That is a great question. Sorry I didn't see it until now.

OK, that figure 98dB @ 1W/1M is called a speaker's SPL (sound pressure level). It is also called efficiency or sensitivity. And it is a great and helpful thing to understand this spec. It is not the only speaker specification you should know, but it is one of the most important. OK here's what it means.

First of all, volume is expressed in decibels. That is what dB stands for. Human speech is around 70dB. A jet engine is about 135dB. A rock band is somewhere in between.

Every 12 decibels is perceived to be a doubling of volume (twice as loud).
So 82dB would be perceived as twice as loud as 70dB.

Some speakers are said to be more efficient than others. This means they will produce more volume with the same exact power applied.

Speakers are tested with 1 watt of power applied from a 1 meter distance. Some companies place the mic at different positions than others. But generally, you can trust the figures from reputable companies.
But anyway, that is what the 1W/1M meter stands for; 1 watt at 1 meter distance.

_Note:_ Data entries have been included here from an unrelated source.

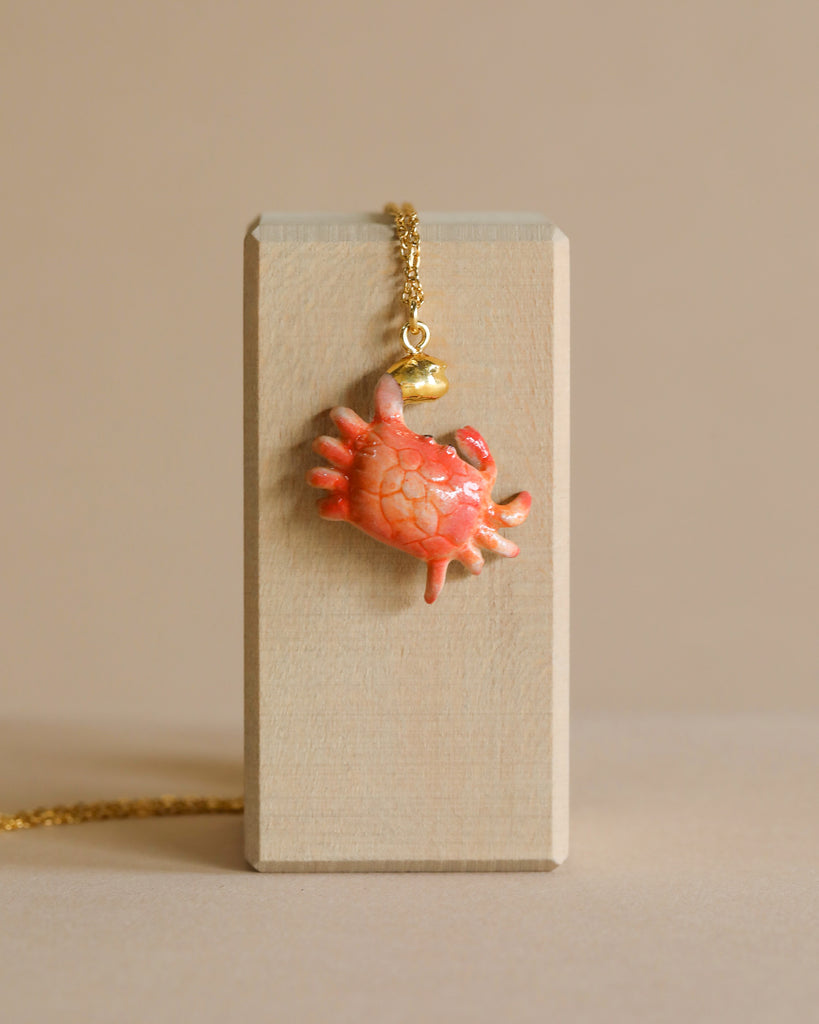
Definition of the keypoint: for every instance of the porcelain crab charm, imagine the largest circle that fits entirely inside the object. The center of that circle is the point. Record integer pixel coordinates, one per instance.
(408, 492)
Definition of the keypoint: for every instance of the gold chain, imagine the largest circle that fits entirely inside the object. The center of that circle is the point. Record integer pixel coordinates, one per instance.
(105, 810)
(406, 231)
(408, 238)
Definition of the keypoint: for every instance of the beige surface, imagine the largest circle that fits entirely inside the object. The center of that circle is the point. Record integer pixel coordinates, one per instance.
(675, 144)
(672, 142)
(384, 733)
(690, 894)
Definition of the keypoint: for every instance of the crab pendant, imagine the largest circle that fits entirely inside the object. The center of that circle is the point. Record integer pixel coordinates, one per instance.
(408, 492)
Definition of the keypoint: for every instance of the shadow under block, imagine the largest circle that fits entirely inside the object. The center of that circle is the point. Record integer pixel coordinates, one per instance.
(383, 733)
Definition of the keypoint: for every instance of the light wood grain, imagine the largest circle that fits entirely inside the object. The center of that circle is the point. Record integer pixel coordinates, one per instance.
(383, 733)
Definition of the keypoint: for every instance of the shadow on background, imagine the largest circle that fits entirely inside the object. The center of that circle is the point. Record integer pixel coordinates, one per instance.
(44, 763)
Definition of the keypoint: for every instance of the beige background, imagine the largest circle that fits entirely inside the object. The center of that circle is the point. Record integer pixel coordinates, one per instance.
(676, 144)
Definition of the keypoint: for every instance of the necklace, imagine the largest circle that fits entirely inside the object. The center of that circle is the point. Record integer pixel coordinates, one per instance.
(404, 488)
(400, 487)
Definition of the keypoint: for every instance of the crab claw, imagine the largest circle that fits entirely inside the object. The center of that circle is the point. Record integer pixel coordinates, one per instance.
(389, 399)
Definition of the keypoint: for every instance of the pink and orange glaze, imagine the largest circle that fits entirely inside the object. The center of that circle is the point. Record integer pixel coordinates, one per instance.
(412, 493)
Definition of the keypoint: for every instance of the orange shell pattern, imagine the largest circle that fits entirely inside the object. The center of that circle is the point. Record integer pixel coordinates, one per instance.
(412, 493)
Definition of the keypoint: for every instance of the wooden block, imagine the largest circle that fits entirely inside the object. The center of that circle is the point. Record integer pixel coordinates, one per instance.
(384, 733)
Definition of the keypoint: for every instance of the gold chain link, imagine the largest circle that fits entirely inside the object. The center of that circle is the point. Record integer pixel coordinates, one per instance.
(406, 231)
(106, 810)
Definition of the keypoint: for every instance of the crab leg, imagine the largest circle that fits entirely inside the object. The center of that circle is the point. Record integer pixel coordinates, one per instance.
(511, 514)
(471, 558)
(336, 452)
(389, 399)
(350, 424)
(488, 539)
(473, 445)
(436, 574)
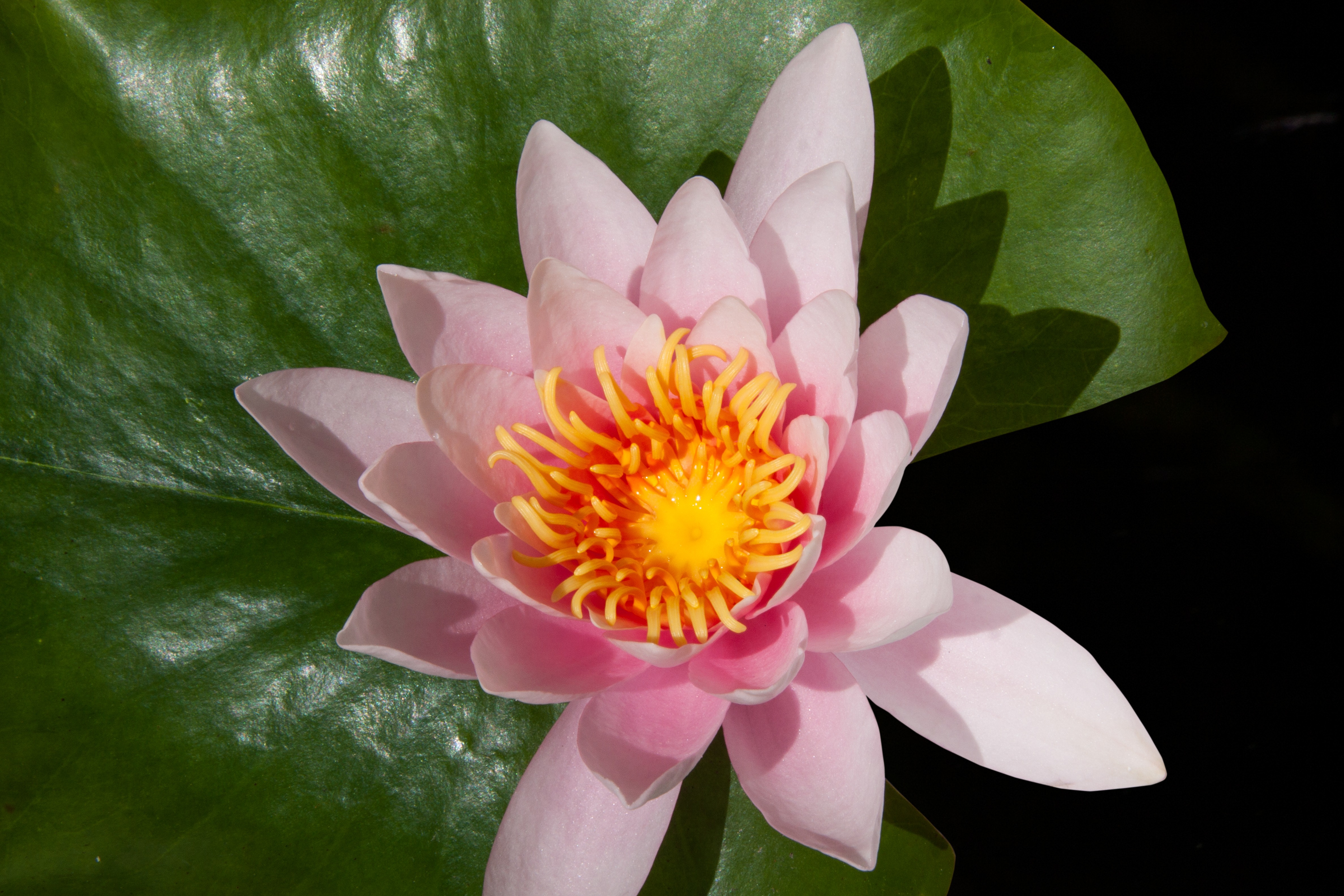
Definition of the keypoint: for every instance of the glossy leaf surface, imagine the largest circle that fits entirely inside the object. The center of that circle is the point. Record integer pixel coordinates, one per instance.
(194, 194)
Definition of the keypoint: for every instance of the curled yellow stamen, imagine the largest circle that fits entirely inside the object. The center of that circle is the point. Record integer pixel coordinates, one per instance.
(683, 495)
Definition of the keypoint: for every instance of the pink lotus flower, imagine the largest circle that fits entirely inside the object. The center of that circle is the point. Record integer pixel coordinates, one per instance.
(601, 487)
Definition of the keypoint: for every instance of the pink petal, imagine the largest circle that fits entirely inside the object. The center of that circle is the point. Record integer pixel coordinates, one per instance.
(666, 655)
(863, 481)
(494, 559)
(534, 657)
(756, 665)
(570, 315)
(808, 242)
(572, 207)
(992, 682)
(593, 410)
(889, 586)
(818, 112)
(566, 835)
(463, 404)
(644, 735)
(909, 362)
(334, 424)
(819, 351)
(424, 617)
(732, 326)
(698, 257)
(811, 761)
(642, 354)
(445, 319)
(420, 488)
(812, 544)
(808, 437)
(512, 522)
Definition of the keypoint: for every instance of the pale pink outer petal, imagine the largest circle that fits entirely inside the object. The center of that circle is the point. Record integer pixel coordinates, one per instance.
(863, 481)
(514, 523)
(909, 361)
(811, 761)
(424, 617)
(819, 351)
(644, 735)
(642, 354)
(812, 542)
(570, 315)
(572, 207)
(992, 682)
(445, 319)
(808, 242)
(335, 422)
(818, 112)
(566, 835)
(463, 404)
(889, 586)
(535, 657)
(494, 559)
(697, 259)
(808, 437)
(429, 497)
(755, 665)
(732, 326)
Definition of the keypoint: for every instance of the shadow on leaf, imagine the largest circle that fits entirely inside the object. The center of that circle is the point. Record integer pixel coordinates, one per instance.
(1019, 369)
(689, 858)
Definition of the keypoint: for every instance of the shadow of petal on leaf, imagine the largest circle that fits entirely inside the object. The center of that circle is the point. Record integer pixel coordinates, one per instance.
(1018, 370)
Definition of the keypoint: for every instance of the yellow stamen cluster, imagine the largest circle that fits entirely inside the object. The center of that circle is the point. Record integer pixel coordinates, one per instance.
(671, 518)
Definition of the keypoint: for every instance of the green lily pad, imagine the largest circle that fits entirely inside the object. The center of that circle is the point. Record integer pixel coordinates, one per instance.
(198, 193)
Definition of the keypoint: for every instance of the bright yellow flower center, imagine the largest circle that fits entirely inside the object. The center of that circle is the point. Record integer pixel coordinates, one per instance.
(675, 515)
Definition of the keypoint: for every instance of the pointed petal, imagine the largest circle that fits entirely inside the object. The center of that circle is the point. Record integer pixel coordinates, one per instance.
(424, 617)
(698, 257)
(463, 404)
(818, 112)
(494, 559)
(445, 319)
(808, 437)
(534, 657)
(819, 351)
(566, 835)
(814, 547)
(420, 488)
(572, 207)
(889, 586)
(811, 761)
(642, 354)
(644, 735)
(863, 481)
(570, 315)
(334, 424)
(909, 362)
(992, 682)
(756, 665)
(732, 326)
(808, 242)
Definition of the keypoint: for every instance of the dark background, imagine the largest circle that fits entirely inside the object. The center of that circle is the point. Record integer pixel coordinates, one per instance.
(1186, 535)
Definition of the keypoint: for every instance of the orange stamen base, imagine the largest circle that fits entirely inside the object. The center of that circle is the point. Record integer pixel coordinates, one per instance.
(667, 522)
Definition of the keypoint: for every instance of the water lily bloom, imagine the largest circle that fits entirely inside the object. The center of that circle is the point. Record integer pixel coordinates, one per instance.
(656, 481)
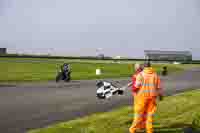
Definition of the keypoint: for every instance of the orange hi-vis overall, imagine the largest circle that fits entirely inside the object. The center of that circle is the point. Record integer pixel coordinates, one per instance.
(148, 84)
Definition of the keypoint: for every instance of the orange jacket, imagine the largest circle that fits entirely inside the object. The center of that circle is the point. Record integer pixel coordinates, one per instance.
(148, 83)
(134, 89)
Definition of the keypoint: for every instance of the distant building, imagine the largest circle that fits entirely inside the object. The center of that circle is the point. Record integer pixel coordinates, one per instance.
(101, 56)
(3, 51)
(168, 55)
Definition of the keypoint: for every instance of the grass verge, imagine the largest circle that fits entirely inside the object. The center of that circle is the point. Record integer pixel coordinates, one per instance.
(174, 114)
(20, 70)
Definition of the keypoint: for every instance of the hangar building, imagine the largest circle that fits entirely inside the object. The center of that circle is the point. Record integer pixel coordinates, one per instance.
(168, 55)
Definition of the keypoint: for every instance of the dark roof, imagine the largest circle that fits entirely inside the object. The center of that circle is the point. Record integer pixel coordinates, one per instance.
(153, 52)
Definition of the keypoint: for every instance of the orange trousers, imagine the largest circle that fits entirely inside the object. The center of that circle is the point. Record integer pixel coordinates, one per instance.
(144, 110)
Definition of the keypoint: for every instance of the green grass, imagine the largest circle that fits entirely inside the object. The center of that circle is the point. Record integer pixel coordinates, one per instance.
(23, 69)
(174, 114)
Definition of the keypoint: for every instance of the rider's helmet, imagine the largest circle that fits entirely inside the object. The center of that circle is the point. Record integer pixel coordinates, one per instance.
(66, 67)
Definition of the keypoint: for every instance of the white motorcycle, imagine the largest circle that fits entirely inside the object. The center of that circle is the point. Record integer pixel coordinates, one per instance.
(106, 90)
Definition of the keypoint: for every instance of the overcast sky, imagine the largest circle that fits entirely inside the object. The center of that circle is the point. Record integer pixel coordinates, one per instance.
(119, 27)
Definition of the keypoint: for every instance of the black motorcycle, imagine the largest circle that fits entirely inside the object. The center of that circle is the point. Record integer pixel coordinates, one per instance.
(64, 73)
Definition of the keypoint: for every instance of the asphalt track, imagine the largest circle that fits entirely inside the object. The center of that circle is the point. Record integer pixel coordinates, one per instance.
(28, 106)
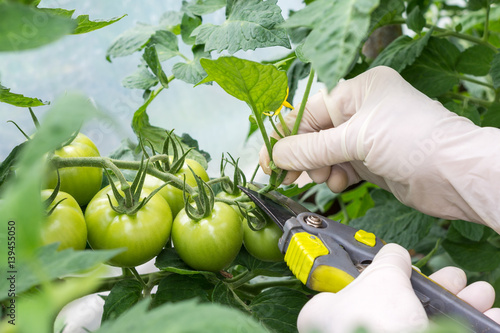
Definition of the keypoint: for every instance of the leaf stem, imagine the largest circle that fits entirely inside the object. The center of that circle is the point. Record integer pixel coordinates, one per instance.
(461, 97)
(302, 107)
(146, 290)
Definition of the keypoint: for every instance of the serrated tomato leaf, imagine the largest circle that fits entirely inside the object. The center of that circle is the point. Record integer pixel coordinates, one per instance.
(333, 44)
(278, 308)
(477, 256)
(250, 24)
(262, 87)
(123, 295)
(175, 288)
(185, 316)
(392, 221)
(402, 52)
(85, 25)
(191, 71)
(259, 267)
(49, 264)
(433, 72)
(476, 60)
(6, 96)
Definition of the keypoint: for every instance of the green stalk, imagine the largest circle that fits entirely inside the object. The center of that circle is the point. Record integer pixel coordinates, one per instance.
(300, 113)
(486, 33)
(286, 131)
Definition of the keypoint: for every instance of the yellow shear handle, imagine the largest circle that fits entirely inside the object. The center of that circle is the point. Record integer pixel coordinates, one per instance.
(302, 251)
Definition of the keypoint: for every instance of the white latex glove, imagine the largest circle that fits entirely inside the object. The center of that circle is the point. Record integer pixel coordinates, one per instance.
(381, 299)
(379, 128)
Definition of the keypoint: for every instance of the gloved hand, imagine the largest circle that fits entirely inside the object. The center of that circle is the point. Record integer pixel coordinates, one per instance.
(379, 128)
(382, 300)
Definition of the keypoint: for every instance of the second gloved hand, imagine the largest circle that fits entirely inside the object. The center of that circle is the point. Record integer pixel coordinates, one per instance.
(377, 127)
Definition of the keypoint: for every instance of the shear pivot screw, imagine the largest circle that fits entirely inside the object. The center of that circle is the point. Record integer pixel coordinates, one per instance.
(313, 221)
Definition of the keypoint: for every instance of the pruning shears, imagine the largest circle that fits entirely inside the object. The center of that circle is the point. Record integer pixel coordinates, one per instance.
(327, 255)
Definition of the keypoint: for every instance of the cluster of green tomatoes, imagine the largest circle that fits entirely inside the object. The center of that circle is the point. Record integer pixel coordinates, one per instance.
(210, 242)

So, a speaker rated 98dB @ 1W/1M will produce 98 decibels volume with 1 watt of power applied to it at 1 meter distance.

Now, catch this and you will see how this applies to amplifiers. Knowing this will allow you to get maximum volume with lower amplification. OK, here is a very important thing to know:


So lets say you have a 100 Watt guitar head and you want to buy a 1 X 12 speaker cabinet. One is rated 98dB @ 1W/1M, and the other is rated 101dB @ 1W/1M.

I bet you already know which speaker is louder. But will it be enough for a loud Rock band? It is said you need about 116-120 decibels to play a small club, 120-126 decibels for a medium sized club, and maybe 126-130 decibels for a large club with big crowd or outdoor concert. Anything over 130 watts is dangerous to your hearing.

OK, look at this chart. The figure on the far left shows the watts of power applied. Notice that I double it each time. Then you will see the decibel level (volume) of these two cabinets.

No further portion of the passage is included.